Crippled Carnival Cruise: Passenger Videos Tell the Tale
Passengers recall challenges, creative solutions aboard stranded ship.
Nov. 12, 2010 — -- The images were meant to capture the special moments between family and friends on a dream vacation, but as the nearly 3,300 passengers of Carnival's ill-fated Splendor cruise wake up on dry land for the first time today since they were stranded at sea four days ago, the pictures and video they took aboard the ship tell quite a different story.
From shots of pitch-black cabins to buckets catching dripping water and a "watermelon line" to pass food to hard-to-reach customers, footage shot by passengers aboard the crippled ship shows the challenges that arose after a fire in the vessel's engine room knocked out all but emergency operations early Monday morning -- leaving the Splendor to float listlessly off the coast of Mexico.
CLICK HERE to see some of the passenger videos on "GMA".
The biggest complaint, however, was the smell from toilets that did not flush for a day and a half and from food that spoiled without refrigeration.
"It was very difficult, especially because the smells were unbelievable," passenger Stacy Noriega, who was married Saturday and on her honeymoon, told "Good Morning America." "It seemed like almost every floor we went up was a different odor."
Noriega said passengers also quickly tired of the cold food they were given -- meat sandwiches and salads all around.
"We're eating spoiled turkey sandwiches and warm milk and warm yogurt," Noriega's husband, Joseph said Wednesday. "Everything smells like it's spoiled. ... Nothing's cooked. It's all sandwich meat. It's disgusting. You're afraid to eat it 'cause it's been left out and touched by everybody else on the ship."
To help remedy the situation, the U.S. Navy air-dopped thousands of pounds of food, from Pop Tarts to SPAM, although the SPAM was never served, according to Carnival's twitter feed. On a ship that's designed to entertain, one passenger said in a video that those airdrops were easily the highlight of the long, powerless days.
Despite all the challenges, many said both the passengers and the crew were making the best of things.

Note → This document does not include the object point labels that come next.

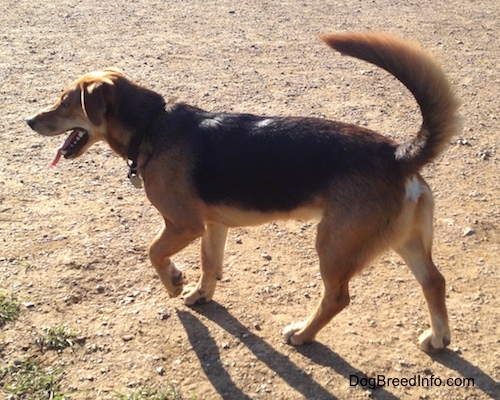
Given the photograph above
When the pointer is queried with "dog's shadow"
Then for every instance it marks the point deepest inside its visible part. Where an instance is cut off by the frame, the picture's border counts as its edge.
(208, 353)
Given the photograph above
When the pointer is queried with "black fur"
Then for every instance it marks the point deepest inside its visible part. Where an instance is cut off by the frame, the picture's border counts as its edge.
(275, 163)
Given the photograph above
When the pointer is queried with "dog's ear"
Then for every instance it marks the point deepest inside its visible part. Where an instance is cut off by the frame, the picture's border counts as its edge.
(94, 102)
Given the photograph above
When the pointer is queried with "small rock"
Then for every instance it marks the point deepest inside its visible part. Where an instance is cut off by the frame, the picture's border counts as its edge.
(468, 232)
(99, 289)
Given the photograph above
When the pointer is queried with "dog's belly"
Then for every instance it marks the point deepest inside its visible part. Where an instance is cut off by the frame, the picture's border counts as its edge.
(234, 217)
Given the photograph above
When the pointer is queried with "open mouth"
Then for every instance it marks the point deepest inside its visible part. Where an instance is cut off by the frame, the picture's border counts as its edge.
(72, 145)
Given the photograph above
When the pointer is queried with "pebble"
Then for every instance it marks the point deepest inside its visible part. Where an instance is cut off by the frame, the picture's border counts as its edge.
(468, 232)
(266, 256)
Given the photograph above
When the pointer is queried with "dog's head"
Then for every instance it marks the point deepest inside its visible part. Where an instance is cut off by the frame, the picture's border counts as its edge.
(97, 106)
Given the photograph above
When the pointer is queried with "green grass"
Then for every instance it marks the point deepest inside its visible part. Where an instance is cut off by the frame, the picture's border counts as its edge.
(56, 337)
(27, 380)
(171, 393)
(9, 309)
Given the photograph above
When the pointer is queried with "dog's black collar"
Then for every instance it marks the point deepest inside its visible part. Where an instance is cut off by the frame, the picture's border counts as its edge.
(133, 150)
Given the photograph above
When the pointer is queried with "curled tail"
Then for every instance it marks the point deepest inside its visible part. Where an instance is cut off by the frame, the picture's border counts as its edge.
(420, 73)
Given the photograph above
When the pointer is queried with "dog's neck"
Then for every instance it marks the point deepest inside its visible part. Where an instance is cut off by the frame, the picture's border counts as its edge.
(136, 141)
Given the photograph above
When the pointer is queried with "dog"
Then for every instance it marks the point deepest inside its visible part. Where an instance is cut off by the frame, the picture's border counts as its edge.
(206, 172)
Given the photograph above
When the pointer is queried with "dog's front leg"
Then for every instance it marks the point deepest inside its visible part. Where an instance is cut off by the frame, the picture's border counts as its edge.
(168, 242)
(212, 255)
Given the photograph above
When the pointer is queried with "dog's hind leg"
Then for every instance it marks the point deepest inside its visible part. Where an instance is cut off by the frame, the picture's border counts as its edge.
(341, 255)
(212, 255)
(416, 251)
(168, 242)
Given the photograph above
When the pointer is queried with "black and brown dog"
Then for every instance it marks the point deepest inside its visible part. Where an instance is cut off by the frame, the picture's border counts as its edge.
(206, 172)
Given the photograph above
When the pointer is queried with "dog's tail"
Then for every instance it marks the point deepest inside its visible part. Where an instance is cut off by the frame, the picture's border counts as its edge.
(420, 73)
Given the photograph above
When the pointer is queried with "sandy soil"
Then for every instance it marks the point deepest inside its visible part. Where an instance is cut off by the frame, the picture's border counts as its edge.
(74, 237)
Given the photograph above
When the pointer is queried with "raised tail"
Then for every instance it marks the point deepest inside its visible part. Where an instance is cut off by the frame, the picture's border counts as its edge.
(420, 73)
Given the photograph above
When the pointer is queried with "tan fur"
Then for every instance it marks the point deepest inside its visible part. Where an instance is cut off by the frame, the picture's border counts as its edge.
(359, 217)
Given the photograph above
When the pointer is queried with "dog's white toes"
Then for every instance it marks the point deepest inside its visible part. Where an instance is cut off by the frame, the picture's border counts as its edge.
(430, 343)
(289, 333)
(193, 294)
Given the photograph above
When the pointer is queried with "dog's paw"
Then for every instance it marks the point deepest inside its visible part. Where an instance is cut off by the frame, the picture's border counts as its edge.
(289, 333)
(193, 294)
(431, 343)
(173, 279)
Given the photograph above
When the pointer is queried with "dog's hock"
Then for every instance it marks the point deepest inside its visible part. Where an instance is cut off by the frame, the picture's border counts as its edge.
(172, 278)
(430, 342)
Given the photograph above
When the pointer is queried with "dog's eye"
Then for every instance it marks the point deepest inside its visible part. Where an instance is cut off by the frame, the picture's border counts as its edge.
(65, 102)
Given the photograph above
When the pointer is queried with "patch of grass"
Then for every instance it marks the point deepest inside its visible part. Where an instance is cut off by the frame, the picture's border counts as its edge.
(27, 380)
(56, 337)
(171, 393)
(9, 308)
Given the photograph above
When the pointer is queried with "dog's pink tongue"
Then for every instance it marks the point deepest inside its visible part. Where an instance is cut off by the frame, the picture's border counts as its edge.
(57, 158)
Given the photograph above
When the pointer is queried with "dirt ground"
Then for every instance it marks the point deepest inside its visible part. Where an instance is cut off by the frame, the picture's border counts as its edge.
(74, 238)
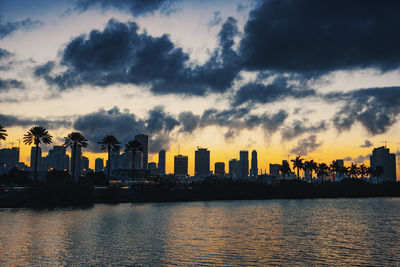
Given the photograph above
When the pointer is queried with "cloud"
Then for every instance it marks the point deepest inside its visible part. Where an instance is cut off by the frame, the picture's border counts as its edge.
(49, 123)
(135, 7)
(367, 143)
(6, 85)
(298, 128)
(125, 125)
(119, 54)
(277, 90)
(377, 109)
(7, 28)
(306, 146)
(317, 36)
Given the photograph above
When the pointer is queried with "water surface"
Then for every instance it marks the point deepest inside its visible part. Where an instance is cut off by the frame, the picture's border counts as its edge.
(223, 233)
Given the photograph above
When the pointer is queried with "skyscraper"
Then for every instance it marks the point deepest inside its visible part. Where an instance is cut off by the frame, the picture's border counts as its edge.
(381, 156)
(202, 162)
(180, 165)
(244, 164)
(99, 165)
(219, 168)
(254, 164)
(144, 140)
(161, 162)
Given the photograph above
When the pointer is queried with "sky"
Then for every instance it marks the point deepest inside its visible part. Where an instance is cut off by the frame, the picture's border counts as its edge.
(313, 78)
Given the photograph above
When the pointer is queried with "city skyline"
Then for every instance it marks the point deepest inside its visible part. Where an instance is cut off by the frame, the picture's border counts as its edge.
(202, 79)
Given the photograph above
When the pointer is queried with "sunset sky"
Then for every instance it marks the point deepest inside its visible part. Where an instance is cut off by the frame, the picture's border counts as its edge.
(314, 78)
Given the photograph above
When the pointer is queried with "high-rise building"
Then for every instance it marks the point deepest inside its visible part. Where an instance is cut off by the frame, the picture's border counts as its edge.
(381, 156)
(33, 157)
(274, 169)
(161, 162)
(219, 168)
(202, 162)
(233, 168)
(254, 164)
(57, 158)
(181, 165)
(77, 162)
(99, 165)
(244, 164)
(9, 157)
(85, 163)
(144, 140)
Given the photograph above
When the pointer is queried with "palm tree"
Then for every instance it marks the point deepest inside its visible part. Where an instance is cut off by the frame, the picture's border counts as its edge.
(37, 135)
(322, 170)
(108, 142)
(284, 169)
(133, 146)
(334, 167)
(298, 164)
(353, 171)
(3, 133)
(74, 140)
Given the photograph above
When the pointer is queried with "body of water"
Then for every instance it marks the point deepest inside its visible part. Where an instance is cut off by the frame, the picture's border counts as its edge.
(221, 233)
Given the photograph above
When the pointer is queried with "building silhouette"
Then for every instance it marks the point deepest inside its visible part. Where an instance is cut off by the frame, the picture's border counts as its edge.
(254, 164)
(381, 156)
(233, 168)
(244, 164)
(202, 162)
(219, 168)
(99, 165)
(144, 140)
(181, 165)
(161, 162)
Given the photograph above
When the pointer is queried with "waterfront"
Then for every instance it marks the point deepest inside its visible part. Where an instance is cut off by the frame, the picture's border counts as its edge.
(257, 232)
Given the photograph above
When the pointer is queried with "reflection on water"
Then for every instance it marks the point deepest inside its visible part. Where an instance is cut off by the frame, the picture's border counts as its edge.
(282, 232)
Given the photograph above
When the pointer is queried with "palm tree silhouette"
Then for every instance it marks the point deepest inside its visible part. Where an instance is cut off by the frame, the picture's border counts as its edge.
(74, 140)
(284, 169)
(3, 133)
(133, 146)
(298, 164)
(322, 170)
(108, 142)
(37, 135)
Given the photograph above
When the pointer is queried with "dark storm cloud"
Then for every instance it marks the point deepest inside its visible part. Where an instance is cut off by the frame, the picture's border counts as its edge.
(367, 143)
(298, 128)
(306, 145)
(135, 7)
(320, 36)
(6, 85)
(125, 125)
(377, 109)
(7, 28)
(279, 89)
(49, 123)
(119, 54)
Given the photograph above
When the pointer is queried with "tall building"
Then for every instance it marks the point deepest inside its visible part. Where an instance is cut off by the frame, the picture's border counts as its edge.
(57, 158)
(244, 164)
(233, 168)
(99, 165)
(181, 165)
(85, 163)
(33, 157)
(144, 140)
(9, 157)
(254, 164)
(219, 168)
(381, 156)
(161, 161)
(78, 162)
(202, 162)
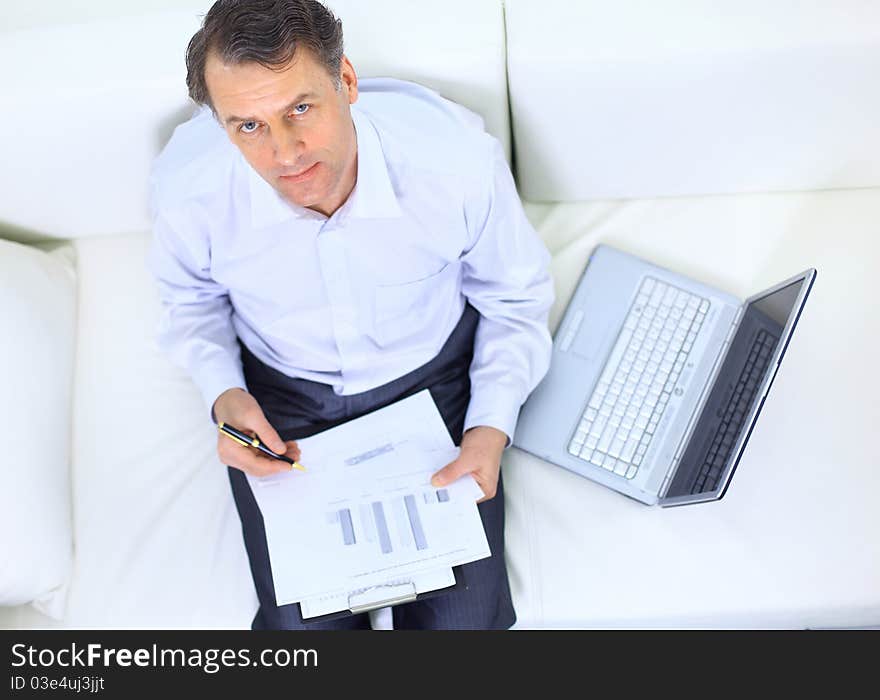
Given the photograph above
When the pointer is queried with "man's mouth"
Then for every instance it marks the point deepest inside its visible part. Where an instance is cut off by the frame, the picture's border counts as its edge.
(301, 175)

"The crew ... [was] really trying to keep really good spirits, trying to make it like it wasn't a really big crisis," Noriega said. "We were not without anything, the only thing is we didn't get room service."
"I also want to tell you that the guests have been magnificent and have risen to the obvious challenges and difficult conditions aboard," Carnival senior cruise director John Heald wrote in a blog once the ship regained Internet access.
"It wasn't as horrible as it could've been," Joseph Noriega said. "Everybody was in good moods."